Around the same time, Netanyahu made his first mark, representing the new generation of Israeli politicians trained by American PR experts and his former employer, the Boston Consulting Group. Serving as Israeli ambassador to the U.N. he authored a book offering lessons on “how democracies can defeat domestic and international terrorists”.
Right after that, 1988 amid the first intifada/uprising Hamas finally made clear that it refused the existence of the Israeli state and launched a campaign of attacks against civilians. When the peace process began between Yitzhak Rabin and Arafat, Sheik Yassin was again in prison, this time sentenced for life. However, as soon as Netanyahu became prime minister, Yassin was released “on humanitarian grounds”. Even more surprising, after Yassin was expelled to Jordan, Netanyahu allowed him to return to Gaza as a hero in late 1997. Until his killing in 2004, he initiated a wave of suicide attacks against Israelis.
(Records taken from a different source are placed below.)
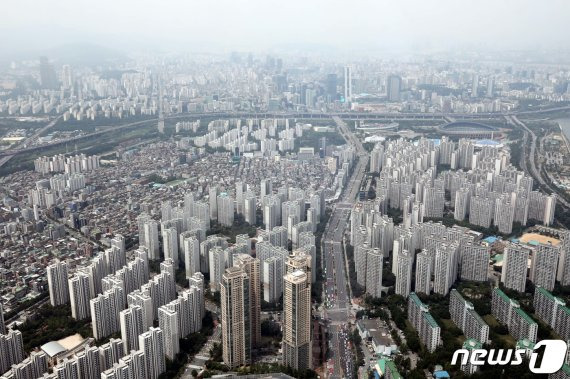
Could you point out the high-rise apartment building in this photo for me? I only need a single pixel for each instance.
(58, 283)
(297, 321)
(236, 320)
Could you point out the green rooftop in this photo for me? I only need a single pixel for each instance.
(525, 343)
(565, 309)
(431, 321)
(393, 370)
(478, 318)
(548, 294)
(416, 300)
(526, 317)
(471, 344)
(503, 295)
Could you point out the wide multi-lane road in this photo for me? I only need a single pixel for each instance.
(337, 299)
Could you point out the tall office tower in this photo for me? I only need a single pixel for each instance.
(168, 323)
(191, 246)
(272, 279)
(79, 296)
(266, 188)
(250, 266)
(213, 201)
(236, 322)
(132, 325)
(464, 316)
(105, 309)
(151, 343)
(474, 262)
(58, 283)
(423, 272)
(404, 273)
(11, 349)
(446, 260)
(225, 210)
(481, 211)
(515, 261)
(347, 84)
(504, 214)
(151, 239)
(544, 262)
(249, 208)
(2, 322)
(48, 78)
(434, 200)
(170, 244)
(297, 321)
(271, 211)
(490, 86)
(394, 87)
(374, 259)
(461, 204)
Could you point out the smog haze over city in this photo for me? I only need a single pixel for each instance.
(284, 189)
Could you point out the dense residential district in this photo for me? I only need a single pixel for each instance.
(281, 217)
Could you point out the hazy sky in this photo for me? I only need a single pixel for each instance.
(257, 25)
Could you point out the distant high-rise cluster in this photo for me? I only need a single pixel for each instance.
(70, 165)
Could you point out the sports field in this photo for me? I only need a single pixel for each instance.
(529, 237)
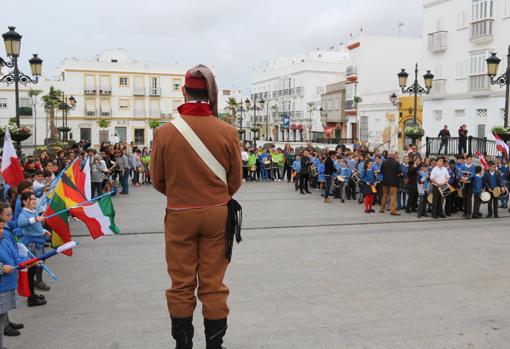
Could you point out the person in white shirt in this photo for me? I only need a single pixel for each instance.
(438, 177)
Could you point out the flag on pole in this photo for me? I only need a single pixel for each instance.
(484, 163)
(501, 145)
(11, 169)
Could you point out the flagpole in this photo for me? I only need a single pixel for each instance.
(80, 204)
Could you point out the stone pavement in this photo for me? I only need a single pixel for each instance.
(307, 275)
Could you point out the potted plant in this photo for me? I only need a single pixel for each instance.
(502, 132)
(414, 132)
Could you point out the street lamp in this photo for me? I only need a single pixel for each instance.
(66, 104)
(415, 89)
(503, 80)
(12, 41)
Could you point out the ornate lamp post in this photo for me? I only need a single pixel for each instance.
(503, 80)
(12, 41)
(415, 89)
(66, 104)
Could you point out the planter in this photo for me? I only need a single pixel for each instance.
(20, 137)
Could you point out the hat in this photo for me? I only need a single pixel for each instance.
(201, 77)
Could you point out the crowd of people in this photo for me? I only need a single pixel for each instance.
(425, 186)
(112, 168)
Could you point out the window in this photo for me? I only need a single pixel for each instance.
(124, 104)
(121, 133)
(462, 20)
(460, 113)
(123, 81)
(85, 133)
(139, 136)
(481, 113)
(482, 9)
(478, 64)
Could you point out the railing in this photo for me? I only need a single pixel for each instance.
(438, 41)
(436, 146)
(139, 91)
(482, 30)
(155, 91)
(438, 87)
(89, 90)
(105, 90)
(351, 70)
(479, 83)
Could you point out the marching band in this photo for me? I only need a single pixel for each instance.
(438, 187)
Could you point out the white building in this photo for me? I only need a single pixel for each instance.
(458, 37)
(371, 77)
(292, 87)
(127, 93)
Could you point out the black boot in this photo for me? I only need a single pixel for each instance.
(214, 332)
(182, 332)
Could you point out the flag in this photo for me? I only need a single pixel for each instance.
(99, 217)
(484, 163)
(11, 169)
(501, 145)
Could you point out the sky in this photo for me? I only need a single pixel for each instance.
(230, 36)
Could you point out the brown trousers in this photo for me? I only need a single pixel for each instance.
(195, 255)
(392, 191)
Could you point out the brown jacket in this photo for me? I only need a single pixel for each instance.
(181, 175)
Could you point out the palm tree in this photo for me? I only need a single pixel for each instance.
(51, 101)
(232, 107)
(33, 93)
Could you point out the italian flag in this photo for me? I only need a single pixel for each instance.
(99, 217)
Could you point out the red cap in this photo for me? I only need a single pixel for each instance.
(195, 82)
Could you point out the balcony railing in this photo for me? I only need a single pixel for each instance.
(351, 70)
(90, 90)
(478, 83)
(139, 91)
(438, 87)
(438, 41)
(90, 112)
(105, 90)
(482, 30)
(155, 92)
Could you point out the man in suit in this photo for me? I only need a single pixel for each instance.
(491, 180)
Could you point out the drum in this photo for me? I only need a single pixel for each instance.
(445, 190)
(485, 196)
(430, 198)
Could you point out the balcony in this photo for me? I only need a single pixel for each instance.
(482, 31)
(438, 41)
(90, 113)
(438, 88)
(90, 90)
(138, 91)
(105, 90)
(479, 83)
(155, 92)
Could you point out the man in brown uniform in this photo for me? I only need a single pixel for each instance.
(196, 212)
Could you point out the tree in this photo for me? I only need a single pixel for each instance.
(51, 102)
(33, 93)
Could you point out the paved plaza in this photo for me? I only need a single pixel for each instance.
(307, 275)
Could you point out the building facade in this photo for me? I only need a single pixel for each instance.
(291, 88)
(371, 78)
(459, 36)
(127, 93)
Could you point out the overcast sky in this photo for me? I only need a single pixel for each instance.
(231, 36)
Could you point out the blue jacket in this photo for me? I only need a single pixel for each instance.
(477, 184)
(32, 230)
(9, 255)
In 2007, after Hamas’ election victory that rankled both the West and Fatah, the group took over and began administering Gaza, leading both Israel and Egypt to impose a strategy of total blockade. But this was not all. In March 2019, following perhaps the lessons exposed in his book, Netanyahu told Likud’s Knesset members that “anyone who wants to thwart the establishment of a Palestinian state has to support bolstering Hamas and transferring money to Hamas. This is part of our strategy – to isolate the Palestinians in Gaza from the Palestinians in the West Bank”.
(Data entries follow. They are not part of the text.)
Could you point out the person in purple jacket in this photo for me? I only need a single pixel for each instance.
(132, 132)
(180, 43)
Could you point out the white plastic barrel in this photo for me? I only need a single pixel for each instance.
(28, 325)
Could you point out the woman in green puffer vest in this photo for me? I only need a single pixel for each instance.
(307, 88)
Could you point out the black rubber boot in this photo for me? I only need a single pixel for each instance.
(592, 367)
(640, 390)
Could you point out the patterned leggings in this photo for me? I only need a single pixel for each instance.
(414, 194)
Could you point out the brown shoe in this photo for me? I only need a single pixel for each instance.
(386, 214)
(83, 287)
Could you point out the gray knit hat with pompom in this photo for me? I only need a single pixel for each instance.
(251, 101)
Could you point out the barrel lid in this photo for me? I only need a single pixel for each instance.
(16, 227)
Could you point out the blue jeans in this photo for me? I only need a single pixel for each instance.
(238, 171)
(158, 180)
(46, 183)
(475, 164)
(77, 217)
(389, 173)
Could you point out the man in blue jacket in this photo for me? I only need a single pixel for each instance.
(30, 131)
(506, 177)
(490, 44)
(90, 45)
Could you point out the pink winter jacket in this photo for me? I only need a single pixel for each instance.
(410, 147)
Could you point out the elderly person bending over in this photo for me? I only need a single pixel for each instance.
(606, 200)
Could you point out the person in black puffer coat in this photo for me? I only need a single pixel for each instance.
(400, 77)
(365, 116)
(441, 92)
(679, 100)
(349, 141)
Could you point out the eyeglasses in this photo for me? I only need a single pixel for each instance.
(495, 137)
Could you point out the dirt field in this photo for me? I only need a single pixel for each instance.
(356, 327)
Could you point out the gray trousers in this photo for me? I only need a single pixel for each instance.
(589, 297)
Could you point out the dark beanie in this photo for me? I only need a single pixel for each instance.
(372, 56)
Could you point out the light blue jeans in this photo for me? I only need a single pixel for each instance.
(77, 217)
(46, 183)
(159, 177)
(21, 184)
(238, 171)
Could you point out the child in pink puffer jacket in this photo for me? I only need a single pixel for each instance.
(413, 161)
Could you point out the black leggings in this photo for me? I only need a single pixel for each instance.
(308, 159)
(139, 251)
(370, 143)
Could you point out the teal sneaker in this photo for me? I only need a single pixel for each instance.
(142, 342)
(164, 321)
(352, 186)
Nevertheless, before the global pandemic, Gazan Palestinians organised widespread protests demanding Israel to end the blockade and address the Palestinian-Israeli conflict. This made Likud in desperation to revert Netanyahu’s plan in favour of a novel and ‘final solution’. Hence, the preference for the ‘Dahiya Doctrine’, outlined by former IDF Chief Gadi Eizenkot in the 2006 Lebanese War and in the 2008-09 Gaza War. It’s premiss is the destruction of civilian infrastructures of “hostile regimes.”
“What happened in the Dahiya quarter of Beirut in 2006 will happen in every village from which Israel is fired on… We will apply disproportionate force on it and cause great damage and destruction there. From our standpoint, these are not civilian villages, they are military bases… This is not a recommendation. This is a plan. And it has been approved.”
From the perspective of international law, the ‘doctrine’ is nothing but ‘state terrorism’, and in the view of U.N. a “carefully planned” assault “to punish, humiliate and terrorize a civilian population”.
Thus, in July Netanyahu had no alternative but to make unambiguously clear that his government would no longer bolster Hamas, but “crush” any Palestinian statehood ambitions, using the principles drawn by Eizenkot, now a minister without portfolio in war cabinet of the former BCG consultant on defeating terrorism.
In the first six days of the war Israel dropped six thousand bombs on Gaza – almost the number the U.S. used in Afghanistan in one year. To understand the intensity of such bombing, it suffices to know that Afghanistan is almost 1,800 larger than the besieged Palestinian enclave. Israel is going by the book – no longer Netanyahu’s but that of Eizenkot, the new Messiah.
“The two-state solution is no longer possible” (Tzipi Hotovely, Israeli ambassador to the United Kingdom, last week).